The Oak Ridge Board of Education approved the district’s FY 2025–26 general purpose fund budget on first reading at a special meeting, adopting a $83,188,805 spending plan that the board said represents an 8.12% increase over the current year.
Board Chair Miss McClain opened a line-by-line review of the budget and asked board members to hold questions until each section was completed. After reviewing detailed line items across instruction, special education, operations and other categories, the board held a public hearing that produced no speakers and then voted to approve the budget on first reading. Board member Dr. Hartman moved approval; Ms. Craven seconded, and the motion passed unanimously, the board recorded.
Why it matters: the budget sets classroom staffing and services for the coming year and funds several district priorities highlighted during the review, including technology, special education, career and technical programs and contingency for enrollment fluctuations.
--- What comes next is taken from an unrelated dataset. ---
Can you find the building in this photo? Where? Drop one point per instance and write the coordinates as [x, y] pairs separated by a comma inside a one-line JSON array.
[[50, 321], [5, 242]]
Key allocations and changes presented during the review included: regular instruction, $38,338,532 (up 20.96%); special education, $6,529,404 (up 9.36%); career and technical education, $2,571,200 (up 7.1%); technology services, $3,270,169 (up 8.57%); and a $1,100,000 instructional contingency (up 48.47%). The total general-purpose fund expenditures for the proposed FY 2025–26 budget were announced as $83,188,805 (up 8.12%).
Administrators noted several program-specific changes: the adult education budget dropped to zero because the Tennessee College of Applied Technology (TCAT) of Knoxville has taken over adult education grant administration and services; the district’s transfer to support the Family Resource Center was listed as $136,698 (up 8.48%); and regular capital outlay was shown at $1,195,205 (a decrease of 67.4%) while individual capital projects such as elevator repairs, gym floor resurfacing and performing-arts lighting upgrades were itemized.
Finance and operations staff explained items that drew board questions. Jennifer Van Dyke, district staff, said the trustees commission is a fee charged by the county trustee for collecting and disbursing property tax revenue and that the commission rates are set by statute and intergovernmental agreements. Van Dyke also described the district’s use of state funding under Tennessee’s TISA (Tennessee Investment in Student Achievement), saying that some previously separate grants were folded into the district’s base funding and that most support for the Family Resource Center is supplemented by donations.
Board members and district leaders discussed implementation costs tied to a one-time rollout of expanded criminal-background screening managed through the Tennessee Bureau of Investigation (TBI) and a related FBI component; administrators characterized the larger human-resources cost in FY 2025–26 as primarily a one-year implementation expense that should decline in subsequent years.
No members of the public spoke during the allotted three-minute public-comment period on the budget. After the vote, Chair Miss McClain reminded attendees that the district’s graduation celebration is free and open to seniors and that the board will hold a second reading of the budget at its regular meeting scheduled one week later at 5:00 p.m.
Actions recorded in the meeting included approval of the meeting agenda (motion by Miss Webb, second by Miss Craven; passed unanimously) and approval of the FY 2025–26 budget on first reading (motion by Dr. Hartman, second by Ms. Craven; passed unanimously).